How can I prevent white stains from appearing on my stucco walls?
If you’ve scrubbed and swept and sworn one too many times at those chalky white marks on your stucco home, it could be time to do something to prevent them.That unsightly “efflorescence” shows up when the sun dries everything off after one of our rare soaking rains or in spots where your sprinkler has sprayed water on your house over and over.
You can’t unbuild your house, but you can strip the stucco down to nearly new and take some preventive measures that could lessen the appearance of those efflorescent eyesores. Here are four steps to banish—or at least blunt—the fuzzy white blight:
- Use a power washer to remove dirt, loose paint and all signs of efflorescence from the walls. For tough spots, add some diluted trisodium phosphate (TSP; find it at any home store) to the power washer’s secondary pickup tube.

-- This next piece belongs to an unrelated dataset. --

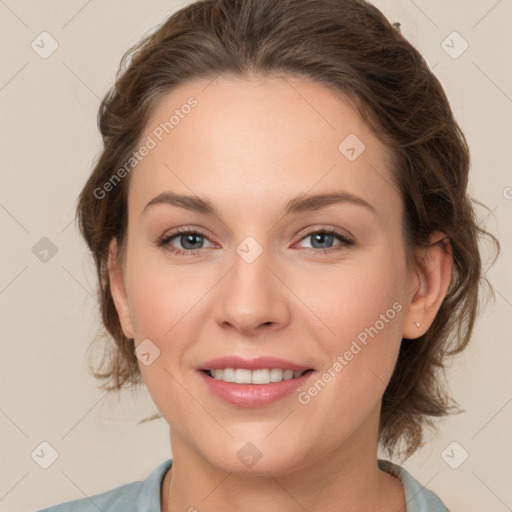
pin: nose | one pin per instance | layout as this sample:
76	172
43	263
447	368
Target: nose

- Use an elastomeric compound to seal cracks in the stucco and a silicone-based caulk to close up gaps and cracks around windows, doors, plumbing pipes and other “holes” in the exterior walls that could let water drip behind the stucco. A caution: Do not paint elastomeric compound over your entire wall. It creates a seal that’s so tight it prevents the walls from “breathing,” so if water gets behind them, it can’t get out. Trapped water can cause problems beyond ugly white blotches on your stucco.

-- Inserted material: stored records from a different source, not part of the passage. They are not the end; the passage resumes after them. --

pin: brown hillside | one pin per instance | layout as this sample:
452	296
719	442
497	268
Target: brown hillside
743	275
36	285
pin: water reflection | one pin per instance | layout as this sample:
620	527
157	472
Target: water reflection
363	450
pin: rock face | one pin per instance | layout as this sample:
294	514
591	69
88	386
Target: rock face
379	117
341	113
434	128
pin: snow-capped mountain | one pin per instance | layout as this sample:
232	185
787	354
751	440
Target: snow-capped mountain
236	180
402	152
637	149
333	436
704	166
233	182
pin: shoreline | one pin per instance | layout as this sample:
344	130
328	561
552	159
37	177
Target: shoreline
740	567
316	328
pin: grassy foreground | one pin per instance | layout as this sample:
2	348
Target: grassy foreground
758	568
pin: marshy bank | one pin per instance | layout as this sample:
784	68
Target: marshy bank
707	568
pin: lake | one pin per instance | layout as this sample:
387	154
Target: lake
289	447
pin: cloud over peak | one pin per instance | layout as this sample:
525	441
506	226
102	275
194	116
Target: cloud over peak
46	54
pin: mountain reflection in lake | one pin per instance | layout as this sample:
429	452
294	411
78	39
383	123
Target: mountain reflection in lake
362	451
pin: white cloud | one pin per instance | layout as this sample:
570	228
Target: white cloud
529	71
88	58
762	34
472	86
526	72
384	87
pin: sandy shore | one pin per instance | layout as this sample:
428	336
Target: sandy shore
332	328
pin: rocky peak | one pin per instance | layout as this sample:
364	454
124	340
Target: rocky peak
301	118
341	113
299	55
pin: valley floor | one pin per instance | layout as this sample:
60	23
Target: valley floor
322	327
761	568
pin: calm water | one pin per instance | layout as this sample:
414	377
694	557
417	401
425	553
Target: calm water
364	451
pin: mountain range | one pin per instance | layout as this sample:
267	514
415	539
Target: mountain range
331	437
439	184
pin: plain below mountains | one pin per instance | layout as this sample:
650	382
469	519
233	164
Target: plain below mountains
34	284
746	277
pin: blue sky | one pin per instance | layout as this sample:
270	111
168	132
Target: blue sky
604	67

- Prime the walls with an alkali-resistant sealer like Dunn-Edwards Paints’ Eff-Stop, designed to help neutralize the efflorescence. Spray a liberal coat of 100 percent acrylic paint over the primer, and then painstakingly work the paint into the wall surface with a roller. If you don’t have a sprayer, use a roller alone, but slather on a lot of paint and press it into every tiny crevice in the wall. Spraying alone won’t do the job right.
- Keep moisture away from your freshly primed and painted stucco. Move sprinklers away from the house or you’ll find yourself with the same problems despite the effort you made to prevent them.